A U.S. bankruptcy judge on Sunday approved the sale of substantially all of U.S. automaker Chrysler's assets to a group led by Italy's Fiat SpA
Judge Arthur Gonzalez approved the $2 billion sale of the assets to a new company that will be 68 percent controlled by a healthcare trust aligned with the United Auto Workers union.
Fiat will control 20 percent, the U.S. and Canadian governments will control the other 12 percent.
In his written opinion Judge Gonzalez said the only alternative to approving the sale was the immediate liquidation of the company and that he was concerned about saving the value of Chrysler as a continuing operation.
Indeed, because of the overriding concern of the U.S. and Canadian governments to protect the public interest, the terms of the Fiat Transaction present an opportunity that the marketplace alone could not offer, and that certainly exceeds the liquidation value, Gonzalez wrote in a 47-page opinion.
Chrysler filed for bankruptcy protection on April 30 to complete the sale and alliance with Fiat within 60 days in a case that analysts have seen as a test for the much bigger and more complex bankruptcy of GM.

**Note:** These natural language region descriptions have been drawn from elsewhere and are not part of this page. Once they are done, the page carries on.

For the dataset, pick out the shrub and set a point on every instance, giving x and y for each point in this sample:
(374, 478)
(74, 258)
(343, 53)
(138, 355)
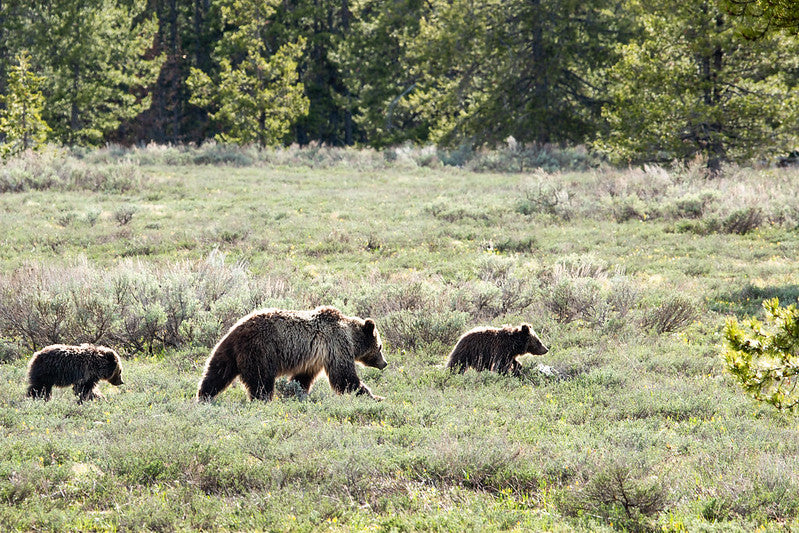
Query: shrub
(409, 330)
(743, 221)
(124, 214)
(52, 169)
(672, 315)
(623, 494)
(764, 358)
(134, 307)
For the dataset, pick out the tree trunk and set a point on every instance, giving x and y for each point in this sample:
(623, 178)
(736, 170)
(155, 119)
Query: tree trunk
(74, 113)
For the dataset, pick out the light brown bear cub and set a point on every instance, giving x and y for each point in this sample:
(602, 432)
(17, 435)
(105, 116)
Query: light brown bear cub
(81, 366)
(270, 343)
(495, 349)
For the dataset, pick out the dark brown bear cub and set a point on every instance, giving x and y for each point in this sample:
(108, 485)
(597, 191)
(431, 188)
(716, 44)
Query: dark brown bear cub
(270, 343)
(495, 349)
(81, 366)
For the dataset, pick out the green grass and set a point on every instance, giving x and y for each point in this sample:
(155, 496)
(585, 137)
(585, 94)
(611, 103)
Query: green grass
(428, 253)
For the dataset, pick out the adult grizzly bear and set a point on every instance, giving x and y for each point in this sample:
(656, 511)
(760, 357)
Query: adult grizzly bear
(81, 366)
(495, 349)
(270, 343)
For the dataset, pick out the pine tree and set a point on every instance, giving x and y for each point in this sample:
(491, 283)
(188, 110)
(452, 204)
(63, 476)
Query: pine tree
(95, 57)
(693, 86)
(256, 95)
(21, 120)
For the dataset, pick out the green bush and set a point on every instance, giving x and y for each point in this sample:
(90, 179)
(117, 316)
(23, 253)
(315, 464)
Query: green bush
(764, 358)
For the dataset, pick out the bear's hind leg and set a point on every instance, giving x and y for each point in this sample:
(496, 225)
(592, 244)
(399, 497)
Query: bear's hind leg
(259, 386)
(87, 391)
(457, 362)
(305, 381)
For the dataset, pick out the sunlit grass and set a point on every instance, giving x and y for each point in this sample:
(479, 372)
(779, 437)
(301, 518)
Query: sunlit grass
(428, 253)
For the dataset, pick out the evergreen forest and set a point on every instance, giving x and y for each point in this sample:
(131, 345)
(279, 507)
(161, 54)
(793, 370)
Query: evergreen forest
(634, 81)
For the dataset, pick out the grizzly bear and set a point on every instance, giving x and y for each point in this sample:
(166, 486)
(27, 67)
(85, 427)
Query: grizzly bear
(81, 366)
(495, 349)
(270, 343)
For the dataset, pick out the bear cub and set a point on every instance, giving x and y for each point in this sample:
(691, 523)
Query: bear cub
(81, 366)
(495, 349)
(270, 343)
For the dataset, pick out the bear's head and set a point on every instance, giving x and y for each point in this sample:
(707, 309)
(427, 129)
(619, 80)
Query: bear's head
(534, 344)
(112, 365)
(369, 347)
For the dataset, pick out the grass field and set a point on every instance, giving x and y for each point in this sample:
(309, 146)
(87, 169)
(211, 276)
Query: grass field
(630, 422)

Judge Gonzalez, who has also overseen the Enron and WorldCom bankruptcies in his nearly 14 years on the bench, rejected nearly every argument objectors to the deal offered up in a three-day hearing last week.
He also questioned some of the objectors' legal rights to make such arguments.
Objectors to the deal had included a group of Indiana pension funds holding secured debt, some of the 789 dealerships Chrysler plans to reject, and consumer groups.
They had argued that Chrysler was moving too quickly, that the sale violated bankruptcy principals and that the company was needlessly closing hundreds of its dealerships.
Lawyers for the company, however, said the quick sale was needed to preserve the value of Chrysler's operations and save more than 100,000 auto-related jobs.
Judge Gonzalez did not accept arguments by dealers that new Chrysler was unfairly rejecting their dealership franchises, saying that such decisions are allowed in every bankruptcy case, would give the new company the best shot at survival, and that government involvement should not make this case any different. He noted another hearing on dealer contracts is set for this Wednesday.
He also rejected several arguments brought by the Indiana pension funds against the deal.
Judge Gonzalez wrote that the deal does not violate the typical order of bankruptcy repayments, and it was not a sub rosa plan of reorganization masquerading as a sale, because not one penny of value of Chrysler's assets was going to anyone but its senior lenders, who are receiving $2 billion, or 29 cents on the dollar. Other parties like Fiat, the union and the government are receiving stock in the new company.
In a separate opinion, Judge Gonzalez found that the Indiana pension funds lacked standing to challenge the government's use of funds for automakers under the Troubled Asset Relief Program.
Gonzalez also agreed with arguments from JPMorgan Chase & Co, the agent on Chrysler's senior loans, that the dissenting lenders had already signed away their rights to object by agreeing in loan papers that the administrative agent can act collectively on behalf of all the lenders.
More than 90 percent of Chrysler's senior lenders supported the deal to sell the company to a new Chrysler, which will be known as Chrysler Group LLC.
Observers expect the deal to close almost immediately but were preparing for objectors to file an appeal in another court.
Chrysler's unwanted plants, and other assets and liabilities will remain in bankruptcy court for some time.
The case is In re: Chrysler LLC, U.S. Bankruptcy Court, Southern District of New York, No. 09-50002.